Vous conviendrez avec moi que ce ne sont pas les manifestants à la petite semaine, aussi vandales, violents ou stupides soient-ils, qui ont précipité la société dans un tel chaos. Les vrais coupables, ils vandalisent la société loin des caméras, dans les salons feutrés et les restaurants huppés.

Texte publié dans BRANCHEZ-VOUS.com

Y aura-t-il un printemps cet été?

Depuis janvier, un printemps bourré d’attentes explose dans les grandes villes de la planète. Des hommes et des femmes indignés se mobilisent contre les injustices, la pollution, la corruption, les grandes corporations, la guerre, la flambée des prix, la police, les politiciens, name it…

Damas, Madrid, Tel Aviv, Tunis, Le Caire, Londres, Manchester, Athènes, Pékin, Tripoli, Santiago, même New York… Les villes du monde et le monde des villes s’agitent afin de secouer leurs destins. Pour le meilleur et pour le pire, il est vrai. Ici, la foule pacifique campe en masse au centre ville. Là, elle vandalise, incendie, violente gratuitement tout ce qui lui tombe sous la main. Là encore, elle se fait arrêter par les chars et tombe sous les balles avant d’avoir pu exprimer ses revendications.Derrières ces mouvements de foule souvent désordonnés, parfois apolitiques et pas encore récupérés, il y a le sentiment de plus en plus urgent que le peuple veut reprendre sa vie en main.

Elles sont en effet loin, les révolutions d’octobre, les révoltes populaires qui ont bouté les monarchies hors du trône, les manifestations contre la guerre froide, les émeutes anti-missiles nucléaires, les mouvements contre le capitalisme sauvage… Mai 1968 n’aura pas changé grand-chose. La révolution tranquille aura été plus tranquille que révolutionnaire. Même la révolution sexuelle a rangé sa liberté dans un tiroir entre son dildo et ses boules chinoises.

Aujourd’hui, l’espoir a quitté le camp des désespérés.

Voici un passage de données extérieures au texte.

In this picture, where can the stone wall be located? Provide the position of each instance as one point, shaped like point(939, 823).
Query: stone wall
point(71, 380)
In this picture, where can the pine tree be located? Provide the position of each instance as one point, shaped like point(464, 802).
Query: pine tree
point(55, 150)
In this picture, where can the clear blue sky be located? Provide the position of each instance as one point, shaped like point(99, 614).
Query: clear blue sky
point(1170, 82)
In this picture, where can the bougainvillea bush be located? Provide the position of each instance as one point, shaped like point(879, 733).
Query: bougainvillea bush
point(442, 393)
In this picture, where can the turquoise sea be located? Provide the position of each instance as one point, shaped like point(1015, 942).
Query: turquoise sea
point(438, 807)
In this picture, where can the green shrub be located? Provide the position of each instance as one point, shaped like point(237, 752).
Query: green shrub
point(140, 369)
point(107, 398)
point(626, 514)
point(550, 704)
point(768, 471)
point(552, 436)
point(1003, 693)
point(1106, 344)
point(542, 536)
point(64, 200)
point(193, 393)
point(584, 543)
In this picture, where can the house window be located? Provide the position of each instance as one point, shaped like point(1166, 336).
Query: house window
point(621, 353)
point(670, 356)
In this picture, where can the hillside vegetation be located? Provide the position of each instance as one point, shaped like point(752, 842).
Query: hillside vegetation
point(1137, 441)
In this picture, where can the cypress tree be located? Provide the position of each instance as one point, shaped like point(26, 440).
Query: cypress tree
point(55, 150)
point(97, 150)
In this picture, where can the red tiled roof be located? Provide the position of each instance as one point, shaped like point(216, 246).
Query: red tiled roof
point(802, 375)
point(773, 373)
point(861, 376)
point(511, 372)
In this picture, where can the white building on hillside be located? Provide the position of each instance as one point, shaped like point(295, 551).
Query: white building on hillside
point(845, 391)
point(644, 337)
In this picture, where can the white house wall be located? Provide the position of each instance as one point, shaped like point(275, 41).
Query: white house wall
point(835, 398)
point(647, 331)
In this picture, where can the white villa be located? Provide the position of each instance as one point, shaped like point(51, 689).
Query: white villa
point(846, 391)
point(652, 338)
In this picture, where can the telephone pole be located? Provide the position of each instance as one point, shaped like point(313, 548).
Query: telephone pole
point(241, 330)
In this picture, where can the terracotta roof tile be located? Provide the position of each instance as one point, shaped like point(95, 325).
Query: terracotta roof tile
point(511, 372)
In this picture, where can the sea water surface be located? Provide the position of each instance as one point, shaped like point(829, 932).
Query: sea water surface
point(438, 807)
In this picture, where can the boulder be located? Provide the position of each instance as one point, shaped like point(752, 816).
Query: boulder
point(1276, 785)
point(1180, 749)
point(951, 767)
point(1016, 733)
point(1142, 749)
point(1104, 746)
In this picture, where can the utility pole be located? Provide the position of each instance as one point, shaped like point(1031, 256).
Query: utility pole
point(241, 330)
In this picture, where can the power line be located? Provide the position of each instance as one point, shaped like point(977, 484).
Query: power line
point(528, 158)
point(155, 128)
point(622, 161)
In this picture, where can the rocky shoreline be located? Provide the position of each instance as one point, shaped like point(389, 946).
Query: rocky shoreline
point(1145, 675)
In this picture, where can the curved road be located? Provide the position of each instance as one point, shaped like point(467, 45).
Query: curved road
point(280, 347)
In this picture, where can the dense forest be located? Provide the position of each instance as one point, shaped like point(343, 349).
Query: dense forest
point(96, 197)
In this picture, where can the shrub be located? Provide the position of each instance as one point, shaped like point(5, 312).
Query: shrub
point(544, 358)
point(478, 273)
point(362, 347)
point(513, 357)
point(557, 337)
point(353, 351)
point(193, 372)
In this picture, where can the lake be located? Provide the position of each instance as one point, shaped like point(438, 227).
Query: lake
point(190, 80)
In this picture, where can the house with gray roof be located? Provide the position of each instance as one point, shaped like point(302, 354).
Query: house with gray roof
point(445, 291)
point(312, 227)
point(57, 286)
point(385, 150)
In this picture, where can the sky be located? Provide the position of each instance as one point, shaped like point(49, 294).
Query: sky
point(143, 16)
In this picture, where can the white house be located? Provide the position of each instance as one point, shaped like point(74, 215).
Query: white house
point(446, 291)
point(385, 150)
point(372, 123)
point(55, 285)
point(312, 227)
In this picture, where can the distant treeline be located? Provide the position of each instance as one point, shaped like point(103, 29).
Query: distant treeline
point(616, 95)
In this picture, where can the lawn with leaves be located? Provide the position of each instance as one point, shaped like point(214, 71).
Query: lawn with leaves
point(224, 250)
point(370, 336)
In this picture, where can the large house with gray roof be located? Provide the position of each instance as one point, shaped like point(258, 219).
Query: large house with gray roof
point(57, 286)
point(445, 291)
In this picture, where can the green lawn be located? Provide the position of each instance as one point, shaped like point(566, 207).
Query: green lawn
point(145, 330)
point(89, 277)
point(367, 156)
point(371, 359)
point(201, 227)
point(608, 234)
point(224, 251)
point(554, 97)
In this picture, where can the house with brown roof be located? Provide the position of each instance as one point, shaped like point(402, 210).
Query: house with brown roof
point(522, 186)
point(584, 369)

Depuis trop longtemps les puissants mènent le monde où bon leur semble. Pour leur plus grand profit et celui de leurs comptes en banque. Ce sont eux, les plus riches parmi les riches, qui payent nos dirigeants. Il ne faut donc pas s’étonner que nos dirigeants, en bons chauffeurs de taxi, conduisent leurs clients les deux mains sur le volant là où ils désirent aller.

Des jeunes désœuvrés à travers le monde profitent de l’occasion et de l’été pour se lever afin d’exprimer, souvent maladroitement, leur ras-le-bol d’un futur sans avenir. C’est la seule façon qu’ils ont trouvée pour se faire entendre, se faire remarquer et, qui sait, se faire comprendre.

Difficile de dire si des cendres de Londres, des cadavres de Syrie, des élans de Madrid ou des protestations chinoises fleurira un meilleur avenir pour chacun. Mais ce n’est pas en restant assis que quelque chose peut arriver.

Et pendant que le monde se mobilise, le Québec s’immobilise devant des ministres plus friables qu’un bloc de béton.

Texte publié dans URBANIA.

La couleur de la neige

Vous êtes-vous déjà posé cette question primesautière, adjectif qui n’a rien à voir avec le printemps: où va le blanc une fois que la neige a fondu?
Alors que dans le ciel, les oies sauvages tournent la page d’un hiver trop long, que les merles dans les arbres chantent une nouvelle partition, alors que les cœurs se gonflent d’allégresse, que la sève des érables, comme le désir des hommes, jaillit sans pudeur, alors que partout le printemps joue à l’insolent, la neige, belle, pure, immaculée, s’écrase sur les gazons jaunis, se répand dans les égouts trop pleins, s’étiole sans âme dans les ruelles boueuses.

Où est passé le blanc? Il n’y a pas si longtemps, la campagne ressemblait à une page blanche où s’écrivait notre histoire. Elle a été transformée en torchon sale parsemé de poubelles éventrées, de vieux matelas humides, de papiers gras,…

La couleur du printemps est le brun.

Synonyme de fleurs ailleurs, le printemps a chez nous le parfum des ordures, le relief des poubelles, la couleur de la merde. Quand on lève le voile blanc de l’hiver, on découvre un champ de cochonneries. Si ce n’est pas moi qui les ai jetées, c’est vous.

En attendant le vert tendre et les robes fleuries d’un été torride, je pleure le blanc qui a foutu le camp.

Se pourrait-il qu’il se soit transformé en lumière?